In an administration, r18.18 IR’16 sets the procedure for setting the administrator’s remuneration.

Firstly, if there is a committee, they decide (r18.18(2)).

The task passes to the creditors, for a decision procedure, if there’s no committee, or if the committee does not make a decision (r18.18(3)).

When the task passes to the creditors, that normally means all creditors.  But that changes in cases where the administrator has already said (in a paragraph 52(1)(b) statement) that they don’t expect a dividend for ordinary unsecured creditors (except from the prescribed part).  In those cases, the task passes again to either:

  • Secured creditors (and each must approve the remuneration resolution) – unless the administrator expects a dividend for preferential creditors; or
  • Secured creditors (and each must approve the remuneration resolution) and preferential creditors (voting in a decision procedure) – when the administrator does expect a dividend for preferential creditors.
  • Although there are two classes of preferential creditor (ordinary, and secondary), r18.18 treats preferential creditors as a single class.  It does not distinguish between them, in setting out the need to win their approval.  I have seen nothing to suggest this will change.

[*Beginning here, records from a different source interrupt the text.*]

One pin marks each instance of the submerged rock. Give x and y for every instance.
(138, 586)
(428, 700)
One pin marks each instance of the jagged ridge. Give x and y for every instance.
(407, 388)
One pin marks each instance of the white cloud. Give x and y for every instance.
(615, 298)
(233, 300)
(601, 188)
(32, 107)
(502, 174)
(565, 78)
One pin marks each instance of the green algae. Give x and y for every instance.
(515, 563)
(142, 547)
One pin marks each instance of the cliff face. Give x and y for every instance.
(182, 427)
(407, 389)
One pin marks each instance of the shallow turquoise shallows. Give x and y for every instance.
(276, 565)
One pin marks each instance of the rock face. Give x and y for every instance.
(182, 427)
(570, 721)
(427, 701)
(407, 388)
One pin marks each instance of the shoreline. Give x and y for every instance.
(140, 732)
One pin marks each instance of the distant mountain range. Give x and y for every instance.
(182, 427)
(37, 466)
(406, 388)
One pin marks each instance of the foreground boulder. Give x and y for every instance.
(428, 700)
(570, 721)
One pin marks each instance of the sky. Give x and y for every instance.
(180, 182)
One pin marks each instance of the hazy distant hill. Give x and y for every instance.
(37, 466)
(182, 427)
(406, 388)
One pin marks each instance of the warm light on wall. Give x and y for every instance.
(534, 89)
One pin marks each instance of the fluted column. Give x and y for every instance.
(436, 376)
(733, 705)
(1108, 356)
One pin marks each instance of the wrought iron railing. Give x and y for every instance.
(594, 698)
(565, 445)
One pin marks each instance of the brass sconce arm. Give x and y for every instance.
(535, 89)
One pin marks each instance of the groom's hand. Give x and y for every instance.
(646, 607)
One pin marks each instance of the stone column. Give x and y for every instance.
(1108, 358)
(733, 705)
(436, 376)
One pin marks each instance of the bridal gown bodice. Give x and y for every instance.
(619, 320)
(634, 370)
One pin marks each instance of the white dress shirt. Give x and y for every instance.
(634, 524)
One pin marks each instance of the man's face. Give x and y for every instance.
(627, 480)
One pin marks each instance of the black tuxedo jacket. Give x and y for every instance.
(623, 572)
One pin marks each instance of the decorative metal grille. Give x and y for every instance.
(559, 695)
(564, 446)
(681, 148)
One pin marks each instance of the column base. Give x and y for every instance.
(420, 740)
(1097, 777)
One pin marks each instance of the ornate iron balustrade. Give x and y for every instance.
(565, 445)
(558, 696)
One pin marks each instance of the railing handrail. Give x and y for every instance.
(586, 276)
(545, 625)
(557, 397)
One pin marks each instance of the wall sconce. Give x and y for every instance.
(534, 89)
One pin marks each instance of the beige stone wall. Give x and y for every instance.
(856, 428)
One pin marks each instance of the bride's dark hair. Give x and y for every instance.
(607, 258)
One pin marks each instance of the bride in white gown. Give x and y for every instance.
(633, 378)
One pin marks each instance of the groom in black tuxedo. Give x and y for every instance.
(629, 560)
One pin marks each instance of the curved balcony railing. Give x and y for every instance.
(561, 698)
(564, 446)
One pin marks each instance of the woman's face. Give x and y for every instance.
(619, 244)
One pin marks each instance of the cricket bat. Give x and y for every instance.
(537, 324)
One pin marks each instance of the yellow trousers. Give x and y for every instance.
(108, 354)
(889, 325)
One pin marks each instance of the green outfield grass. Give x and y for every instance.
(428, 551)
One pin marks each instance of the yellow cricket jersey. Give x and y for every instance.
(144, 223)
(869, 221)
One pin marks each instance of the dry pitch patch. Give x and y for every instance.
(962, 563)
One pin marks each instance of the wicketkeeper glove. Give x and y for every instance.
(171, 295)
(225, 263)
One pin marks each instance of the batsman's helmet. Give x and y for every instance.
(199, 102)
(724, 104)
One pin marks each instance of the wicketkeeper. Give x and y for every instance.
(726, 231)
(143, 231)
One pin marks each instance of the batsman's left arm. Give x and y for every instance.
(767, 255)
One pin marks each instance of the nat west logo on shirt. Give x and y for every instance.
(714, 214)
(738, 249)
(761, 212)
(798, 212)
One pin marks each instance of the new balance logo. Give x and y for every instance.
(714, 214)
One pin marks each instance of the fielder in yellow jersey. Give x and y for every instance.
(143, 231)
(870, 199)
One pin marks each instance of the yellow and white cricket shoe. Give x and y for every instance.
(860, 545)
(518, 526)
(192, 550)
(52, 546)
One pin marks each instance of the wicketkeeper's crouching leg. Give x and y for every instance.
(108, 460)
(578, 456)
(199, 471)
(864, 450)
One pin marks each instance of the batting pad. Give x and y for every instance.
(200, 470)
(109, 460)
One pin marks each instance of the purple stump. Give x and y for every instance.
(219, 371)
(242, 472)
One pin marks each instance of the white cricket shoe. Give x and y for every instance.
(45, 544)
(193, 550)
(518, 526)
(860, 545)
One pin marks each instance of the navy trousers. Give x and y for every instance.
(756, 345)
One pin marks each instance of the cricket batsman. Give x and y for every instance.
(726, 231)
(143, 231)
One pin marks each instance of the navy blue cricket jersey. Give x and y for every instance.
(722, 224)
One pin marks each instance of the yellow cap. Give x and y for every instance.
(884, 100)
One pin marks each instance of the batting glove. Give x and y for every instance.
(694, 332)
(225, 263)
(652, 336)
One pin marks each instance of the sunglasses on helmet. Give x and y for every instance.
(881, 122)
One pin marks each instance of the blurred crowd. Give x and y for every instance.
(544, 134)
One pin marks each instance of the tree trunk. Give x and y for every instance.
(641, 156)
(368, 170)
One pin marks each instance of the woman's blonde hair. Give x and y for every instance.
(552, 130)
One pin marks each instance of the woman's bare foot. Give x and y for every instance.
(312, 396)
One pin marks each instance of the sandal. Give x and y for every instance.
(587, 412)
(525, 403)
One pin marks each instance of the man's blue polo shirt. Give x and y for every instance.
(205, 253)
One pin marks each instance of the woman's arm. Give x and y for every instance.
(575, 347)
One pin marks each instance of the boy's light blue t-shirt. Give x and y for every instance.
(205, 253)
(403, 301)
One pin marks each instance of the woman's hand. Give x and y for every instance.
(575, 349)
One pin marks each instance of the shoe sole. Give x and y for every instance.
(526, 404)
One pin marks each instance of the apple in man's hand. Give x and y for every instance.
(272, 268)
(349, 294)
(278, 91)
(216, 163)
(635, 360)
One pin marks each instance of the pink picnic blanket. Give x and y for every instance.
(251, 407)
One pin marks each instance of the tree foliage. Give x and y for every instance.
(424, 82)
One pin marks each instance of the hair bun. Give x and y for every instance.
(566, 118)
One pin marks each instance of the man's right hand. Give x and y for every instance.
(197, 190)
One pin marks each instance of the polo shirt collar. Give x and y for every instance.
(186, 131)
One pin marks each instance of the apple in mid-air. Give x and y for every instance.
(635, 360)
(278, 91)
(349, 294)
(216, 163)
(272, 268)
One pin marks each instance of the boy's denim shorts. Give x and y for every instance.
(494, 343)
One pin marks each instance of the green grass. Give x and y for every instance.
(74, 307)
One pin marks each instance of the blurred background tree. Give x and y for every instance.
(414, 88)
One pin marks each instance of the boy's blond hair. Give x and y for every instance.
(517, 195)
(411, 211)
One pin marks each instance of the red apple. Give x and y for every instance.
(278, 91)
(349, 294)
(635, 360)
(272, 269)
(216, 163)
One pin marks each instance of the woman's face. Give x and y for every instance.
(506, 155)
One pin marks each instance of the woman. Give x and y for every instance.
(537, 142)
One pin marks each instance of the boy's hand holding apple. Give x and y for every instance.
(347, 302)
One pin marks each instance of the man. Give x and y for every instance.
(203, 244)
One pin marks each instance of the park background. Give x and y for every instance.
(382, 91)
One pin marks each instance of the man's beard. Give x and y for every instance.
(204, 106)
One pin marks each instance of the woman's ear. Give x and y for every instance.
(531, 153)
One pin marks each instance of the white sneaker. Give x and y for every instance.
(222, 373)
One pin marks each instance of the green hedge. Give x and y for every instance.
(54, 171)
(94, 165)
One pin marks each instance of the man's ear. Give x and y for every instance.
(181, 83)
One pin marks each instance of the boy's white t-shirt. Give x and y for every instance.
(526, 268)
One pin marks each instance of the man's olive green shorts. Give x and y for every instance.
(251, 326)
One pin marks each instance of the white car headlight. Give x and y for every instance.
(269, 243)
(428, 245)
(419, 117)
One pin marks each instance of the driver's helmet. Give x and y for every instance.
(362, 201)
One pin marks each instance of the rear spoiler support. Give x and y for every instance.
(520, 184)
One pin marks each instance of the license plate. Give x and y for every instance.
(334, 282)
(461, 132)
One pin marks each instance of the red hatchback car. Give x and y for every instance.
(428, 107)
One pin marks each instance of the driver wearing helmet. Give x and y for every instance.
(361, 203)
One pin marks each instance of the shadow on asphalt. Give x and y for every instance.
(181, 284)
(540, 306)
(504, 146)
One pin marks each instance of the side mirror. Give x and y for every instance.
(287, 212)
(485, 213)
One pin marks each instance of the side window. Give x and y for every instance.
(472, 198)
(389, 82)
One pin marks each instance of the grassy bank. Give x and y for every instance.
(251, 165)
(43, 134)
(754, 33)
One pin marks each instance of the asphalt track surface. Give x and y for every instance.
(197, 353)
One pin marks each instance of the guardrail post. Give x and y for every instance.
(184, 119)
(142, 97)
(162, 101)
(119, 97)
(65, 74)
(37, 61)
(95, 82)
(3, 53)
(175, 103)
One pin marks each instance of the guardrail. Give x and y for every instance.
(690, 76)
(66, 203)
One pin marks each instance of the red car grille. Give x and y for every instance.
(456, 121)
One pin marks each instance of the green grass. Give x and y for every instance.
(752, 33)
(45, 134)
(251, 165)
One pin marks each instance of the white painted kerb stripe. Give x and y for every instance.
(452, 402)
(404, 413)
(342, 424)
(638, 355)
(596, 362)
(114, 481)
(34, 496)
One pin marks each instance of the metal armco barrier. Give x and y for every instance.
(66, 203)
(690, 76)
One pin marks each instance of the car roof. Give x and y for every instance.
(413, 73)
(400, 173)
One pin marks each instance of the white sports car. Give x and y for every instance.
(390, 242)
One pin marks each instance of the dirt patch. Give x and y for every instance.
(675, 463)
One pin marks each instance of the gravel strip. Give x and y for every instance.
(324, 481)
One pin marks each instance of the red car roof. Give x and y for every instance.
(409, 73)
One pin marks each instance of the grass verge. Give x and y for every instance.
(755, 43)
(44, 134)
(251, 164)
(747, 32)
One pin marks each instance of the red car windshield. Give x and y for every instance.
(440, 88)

Nor is there anything in r15 (which deals with decision procedures) that requires different classes of unsecured creditor to be treated differently.  (Remember, of course, that the two classes of preferential creditors are two classes of unsecured creditor, both with priority over ordinary unsecured creditors, for dividend purposes.)

So, in administrations where HMRC is a preferential creditor, and no dividend is expected for ordinary unsecured creditors (and fearing that HMRC may, at least at first, not be fully prepared to make timely and effective decisions), I suggest:

  1. Try to get a committee formed.  If the committee approve your fee resolution, you won’t need to rely on HMRC to do so.
  2. Encourage employees with preferential claims to engage.  Their votes may carry the fee resolution, even if they vote on only one or two relatively small claims.